Memiliki properti bukan berarti Anda terbebas dari biaya sehari-hari. Ada beberapa biaya yang seringkali dilupakan. Padahal, biaya ini juga bisa diperhitungkan jauh-jauh hari dan menjadi salah satu dasar dalam rencana pembelian properti Anda. Seperti pajak, iuran lingkungan dan lainnya.

Memiliki rumah, lalu mengisinya dengan barang-barang, tidak membuat kita terlepas dari beban lho. Jangan lupa, masih ada biaya-biaya lain yang tentunya perlu dipertimbangkan juga sejak awal. Karena biaya ini biasanya akan menjadi bagian dari cashflow kita sehari-hari nantinya. Dan walaupun ada sebagian yang hanya muncul sekali setahun, namun ketika muncul maka jumlahnya cukup mempengaruhi penghasilan sehingga perlu diperhitungkan dan dipersiapkan sejak jauh-jauh hari.
Biaya-biaya ini akan timbul di sebagian besar properti yang kita miliki, tidak hanya rumah. Entah itu ruko atau sekedar sebidang tanah pun tetap memiliki biaya rutin yang perlu kita hitung. Apa saja? Saya sendiri membaginya menjadi tiga biaya umum.
1. Biaya Lingkungan
Yang dimaksud dengan biaya lingkungan adalah biaya yang timbul akibat lingkungan atau masyarakat. Biaya ini biasanya terdiri dari iuran keamanan, iuran kebersihan bahkan stiker parkir untuk masuk komplek perumahan yang hanya setahun sekali. Biasanya biaya ini akan sangat dirasakan oleh pemilik properti yang berwujud bangunan, baik rumah, apartemen, ruko atau kios. Memang sih, banyak sekali yang tidak merasa bahwa biaya ini tidak terlalu besar. Tapi coba hitung deh, kalau semua biaya ini kita kumpulkan lalu kalikan dengan setahun. Hasilnya lumayan juga, kan?
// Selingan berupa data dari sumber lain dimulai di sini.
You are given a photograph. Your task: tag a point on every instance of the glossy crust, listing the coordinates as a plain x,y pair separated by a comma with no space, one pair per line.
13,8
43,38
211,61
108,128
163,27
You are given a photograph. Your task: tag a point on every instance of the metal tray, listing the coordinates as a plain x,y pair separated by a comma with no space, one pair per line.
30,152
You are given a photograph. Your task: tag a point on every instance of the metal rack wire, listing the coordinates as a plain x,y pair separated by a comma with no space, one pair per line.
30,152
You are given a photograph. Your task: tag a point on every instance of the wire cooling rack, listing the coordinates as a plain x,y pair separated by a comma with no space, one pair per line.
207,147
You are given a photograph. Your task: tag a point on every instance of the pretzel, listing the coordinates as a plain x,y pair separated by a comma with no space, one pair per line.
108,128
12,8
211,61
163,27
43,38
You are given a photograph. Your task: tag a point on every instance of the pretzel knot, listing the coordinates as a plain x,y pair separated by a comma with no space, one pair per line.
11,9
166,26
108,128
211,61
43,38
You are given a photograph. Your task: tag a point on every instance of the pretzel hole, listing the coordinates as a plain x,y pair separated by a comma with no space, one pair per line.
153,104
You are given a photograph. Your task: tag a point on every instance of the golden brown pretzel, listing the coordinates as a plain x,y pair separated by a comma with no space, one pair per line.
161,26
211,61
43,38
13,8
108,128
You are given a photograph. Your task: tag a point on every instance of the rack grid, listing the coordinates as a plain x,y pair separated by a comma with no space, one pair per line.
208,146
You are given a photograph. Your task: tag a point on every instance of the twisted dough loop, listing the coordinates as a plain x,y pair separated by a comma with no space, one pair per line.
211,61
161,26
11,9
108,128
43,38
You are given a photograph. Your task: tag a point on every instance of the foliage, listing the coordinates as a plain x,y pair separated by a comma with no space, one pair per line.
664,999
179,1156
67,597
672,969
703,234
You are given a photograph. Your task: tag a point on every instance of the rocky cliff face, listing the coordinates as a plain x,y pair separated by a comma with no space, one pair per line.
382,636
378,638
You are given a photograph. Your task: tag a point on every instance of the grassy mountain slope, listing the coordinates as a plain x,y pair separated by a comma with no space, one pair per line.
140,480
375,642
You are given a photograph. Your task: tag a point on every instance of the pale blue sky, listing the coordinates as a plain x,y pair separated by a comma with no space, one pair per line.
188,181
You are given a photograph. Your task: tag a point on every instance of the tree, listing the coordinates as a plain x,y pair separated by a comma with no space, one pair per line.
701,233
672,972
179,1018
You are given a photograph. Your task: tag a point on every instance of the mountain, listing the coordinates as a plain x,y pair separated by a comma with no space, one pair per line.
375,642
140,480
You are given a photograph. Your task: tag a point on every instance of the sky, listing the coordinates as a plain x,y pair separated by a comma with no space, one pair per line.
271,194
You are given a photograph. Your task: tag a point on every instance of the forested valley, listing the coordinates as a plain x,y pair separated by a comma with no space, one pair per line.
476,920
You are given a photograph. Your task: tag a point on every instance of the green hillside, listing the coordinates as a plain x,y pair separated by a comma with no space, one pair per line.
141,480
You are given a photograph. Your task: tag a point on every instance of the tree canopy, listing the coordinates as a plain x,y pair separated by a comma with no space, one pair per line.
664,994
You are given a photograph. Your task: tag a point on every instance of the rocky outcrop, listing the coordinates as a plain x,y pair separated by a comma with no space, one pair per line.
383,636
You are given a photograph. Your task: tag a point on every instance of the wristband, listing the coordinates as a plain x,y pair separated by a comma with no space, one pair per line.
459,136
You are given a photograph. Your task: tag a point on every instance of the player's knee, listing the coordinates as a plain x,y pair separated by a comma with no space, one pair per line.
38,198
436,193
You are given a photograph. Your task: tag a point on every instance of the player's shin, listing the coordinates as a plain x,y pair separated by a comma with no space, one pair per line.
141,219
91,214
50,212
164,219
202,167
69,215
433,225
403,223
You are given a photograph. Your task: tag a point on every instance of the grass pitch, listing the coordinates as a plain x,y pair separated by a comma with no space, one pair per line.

Bahkan saya kenal beberapa orang yang akhirnya mengurungkan niatnya untuk membeli apartemen karena adanya biaya ini. Menurut mereka, biaya rutinnya tidak cukup layak dengan tawarannya. Tapi, tentu saja masing-masing orang memiliki pertimbangan yang berbeda.
2. Biaya Pemeliharaan
Kalau lampu rumah mati, tetap perlu diganti kan? Begitu pula rumah kosong atau vila di Puncak, tetap perlu ada biaya untuk membersihkannya agar tetap terawat. Sawah ataupun kebun tetap memiliki biaya pemeliharaan sendiri. Apalagi kalau kita memiliki komitmen untuk merenovasi rumah minimal lima tahun sekali. Karena itu, akan lebih baik jika biaya ini pun dipertimbangkan dan direncanakan dari awal agar cashflow lebih terkendali. Jangan sampai kita kaget karena biaya pemeliharaan yang membengkak.
Salah satu kendala yang sering muncul adalah jumlah biaya ini seringkali naik turun karena banyak yang bersifat ‘dadakan’. Berbeda dengan biaya lingkungan yang umumnya berjumlah tetap. Misalnya, siapa sih yang bisa tahu dengan tepat kapan lampu putus dan perlu diganti? (seandainya ada teknologinya ya?) Atau, bisa saja tiba-tiba hari ini rumah Anda tertimpa pohon atau tiba-tiba gentengnya bocor padahal sedang musim hujan. Namun bukan berarti biaya ini tidak bisa diperkirakan. Biaya-biaya ini bisa kita buat menjadi sebuah perkiraan biaya rutin. Hanya saja karena sifatnya yang bervariasi, maka yang lebih disarankan adalah melakukan perkiraan kasar dan persiapan dana sejak awal. Misalnya, rata-rata lampu perlu diganti setelah berapa lama? Lalu lakukanlah pembelian sesuai perkiraan tersebut. Tidak masalah Anda memiliki stok lampu, karena toh lampu tidak memiliki kadaluarsa yang cepat.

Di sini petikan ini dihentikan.